Fortunately, we offer a one-time lifetime subscription option which not only allows you to update your LifeLocker throughout your life, but also your Last Will and Testament and other estate planning documents.
LifeLocker and the keyholder
Once you have met the challenge of documenting your digital assets, and keeping them updated, you need to make sure that they are available to the right people at the right time. And not before that.
At USLegalWills.com we have addressed this with our Keyholder™ mechanism. You name trusted keyholder and give them access to services within your account at USLegalWills.com. They can then unlock these documents, which are then published after a safety timer has expired. The detailed flow is explained in the following graphic.
Using our Keyholder™ service insures that your user ID’s and passwords are made available to specific people only when they need them. But are entirely private and secure throughout your life.
Bear in mind that it may not only be after you pass away.
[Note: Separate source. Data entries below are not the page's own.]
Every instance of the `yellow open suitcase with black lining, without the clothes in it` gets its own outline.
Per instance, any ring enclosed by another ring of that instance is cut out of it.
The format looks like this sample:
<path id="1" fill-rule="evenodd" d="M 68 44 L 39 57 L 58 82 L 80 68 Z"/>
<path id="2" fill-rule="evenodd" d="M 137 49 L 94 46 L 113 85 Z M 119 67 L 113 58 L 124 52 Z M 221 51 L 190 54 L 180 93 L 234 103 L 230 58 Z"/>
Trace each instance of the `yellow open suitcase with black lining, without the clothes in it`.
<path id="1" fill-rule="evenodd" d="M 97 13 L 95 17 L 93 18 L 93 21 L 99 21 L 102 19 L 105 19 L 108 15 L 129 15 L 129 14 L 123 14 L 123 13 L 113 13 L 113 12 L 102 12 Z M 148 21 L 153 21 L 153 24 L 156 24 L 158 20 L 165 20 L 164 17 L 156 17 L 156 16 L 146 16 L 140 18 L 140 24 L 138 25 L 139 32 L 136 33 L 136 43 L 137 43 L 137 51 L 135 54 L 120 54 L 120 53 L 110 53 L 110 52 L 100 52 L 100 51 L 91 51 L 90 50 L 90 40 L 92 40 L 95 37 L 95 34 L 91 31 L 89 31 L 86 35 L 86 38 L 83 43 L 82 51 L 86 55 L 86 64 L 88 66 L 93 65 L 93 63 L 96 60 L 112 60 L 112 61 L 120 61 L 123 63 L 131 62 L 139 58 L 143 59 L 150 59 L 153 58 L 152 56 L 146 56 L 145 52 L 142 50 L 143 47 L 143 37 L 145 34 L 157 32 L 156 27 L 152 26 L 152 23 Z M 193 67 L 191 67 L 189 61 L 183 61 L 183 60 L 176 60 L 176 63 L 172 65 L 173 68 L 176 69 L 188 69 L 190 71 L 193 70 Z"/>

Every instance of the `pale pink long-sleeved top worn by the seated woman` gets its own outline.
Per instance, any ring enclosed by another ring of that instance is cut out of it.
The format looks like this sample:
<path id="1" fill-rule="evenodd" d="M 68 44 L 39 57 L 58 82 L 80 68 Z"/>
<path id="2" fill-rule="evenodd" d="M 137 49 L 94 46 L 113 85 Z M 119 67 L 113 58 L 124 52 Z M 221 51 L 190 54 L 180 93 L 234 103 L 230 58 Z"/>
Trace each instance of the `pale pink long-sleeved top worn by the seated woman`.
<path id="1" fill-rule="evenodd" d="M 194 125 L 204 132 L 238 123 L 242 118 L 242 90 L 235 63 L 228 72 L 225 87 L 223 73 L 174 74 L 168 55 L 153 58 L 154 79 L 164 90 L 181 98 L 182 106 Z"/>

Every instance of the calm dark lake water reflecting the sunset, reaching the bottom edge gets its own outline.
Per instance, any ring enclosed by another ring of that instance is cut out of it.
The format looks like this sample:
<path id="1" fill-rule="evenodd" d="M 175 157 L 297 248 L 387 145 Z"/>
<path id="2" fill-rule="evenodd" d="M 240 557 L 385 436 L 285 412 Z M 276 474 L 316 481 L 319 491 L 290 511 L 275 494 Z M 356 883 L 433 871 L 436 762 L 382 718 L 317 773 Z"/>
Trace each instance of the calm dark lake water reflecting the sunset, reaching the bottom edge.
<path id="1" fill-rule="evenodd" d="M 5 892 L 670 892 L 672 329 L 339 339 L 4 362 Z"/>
But there may be key information in your LifeLocker that would be useful to somebody with a financial Power of Attorney document if you are ever incapacitated or in a coma.
Digital Executor laws in the US
There is a growing recognition of the role of a “Digital Executor”. Most people are familiar with the roles and responsibilities of a traditional estate Executor, who gathers assets, files taxes and arranges a funeral. But the person most adept and handling this paperwork, may not be the most qualified to conduct an online account audit. It is also important to note that there is no legal appointment for somebody to take over your Flickr account, so it is unclear at this point what happens in a family dispute over a Twitter handle for example.
Recently the Uniform Law Commission passed the Fiduciary Access to Digital Assets Act. The ULC creates suggestions in the hope that individual States will adopt their recommendations. In this case, the Fiduciary Access to Digital Assets Act recommends that a Digital Executor should be granted access to an online account irrespective of the individual site’s Terms of Service.
There are clearly privacy concerns with this, but it makes sense to grant some legal authority to a digital Executor. Most companies are not equipped to deal with bickering loved ones fighting over a digital domain.
The Digital Beyond recently calculated that almost one million Facebook users in the US will die in 2016.
But States are slow to adopt digital executor laws. By our most recent review, only Connecticut, Delaware, Idaho, Indiana, Maine, Maryland, Michigan, Nebraska, Nevada, New Hampshire, New Jersey, New York, North Carolina, North Dakota, Oklahoma, Oregon, Pennsylvania, Rhode Island, and Virginia have any digital estate laws in place.
The steps you should take right now
Firstly, we would recommend that you prepare your estate planning documents using a service like ours at USLegalWills.com. You should have at least a Last Will and Testament no matter how old you are. You should also consider a Financial Power of Attorney and a Living Will (Healthcare Power of Attorney).
The next step is to document your assets including your digital assets using MyLifeLocker at USLegalWills.com.
The final step is to designate trusted keyholders who can access this important document at the appropriate time.